A transformação do coração exige um despertar de nossa sensibilidade. O discípulo de Jesus, com sua sensibilidade cristificada, não fugirá da realidade das pessoas e da natureza, mas se relacionará com elas, buscando também nelas a presença de Deus. Nesse sentido, a sensibilidade cristificada é o motor da sua vida e da sua conduta. E os “abismos” serão superados.

Portanto, mediante uma acolhida contemplativa da Parábola deste domingo, vamos transfigurando nossos sentidos e convertendo nossa sensibilidade, para aproximar-nos da realidade como Jesus se aproximava, com uma sensibilidade cada dia mais parecida com a d’Ele.

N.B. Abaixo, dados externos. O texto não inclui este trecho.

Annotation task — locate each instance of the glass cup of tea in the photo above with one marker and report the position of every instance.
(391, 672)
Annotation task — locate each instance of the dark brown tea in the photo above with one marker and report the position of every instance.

À medida que vai se realizando esta conversão de nossa sensibilidade, nós nos fazemos capazes de nos tornar presentes junto aos mais necessitados à maneira de Jesus de Nazaré, abrindo a porta de nossas casas para acolhê-los.

Para meditar na oração 

Em chave de interioridade: carregamos um pobre Lázaro em nosso interior (feridas, fracassos, traumas...) que está à porta do rico ego e que clama por alimento, atenção, cuidado... O ego está cheio de si, prepotente, perfeccionista e não é capaz de abrir a porta do próprio interior para deixar o “lázaro” entrar em sua casa.

Criamos um abismo interior: divisão, conflito... que se transforma em um inferno. Basta abrir a porta para acolher o Lázaro: é através dele que Deus entra em nossa vida.

Quem tem sensibilidade e compaixão para acolher seus “lázaros interiores” também terá sensibilidade para acolher os lázaros vítimas das estruturas sociais e econômicas injustas.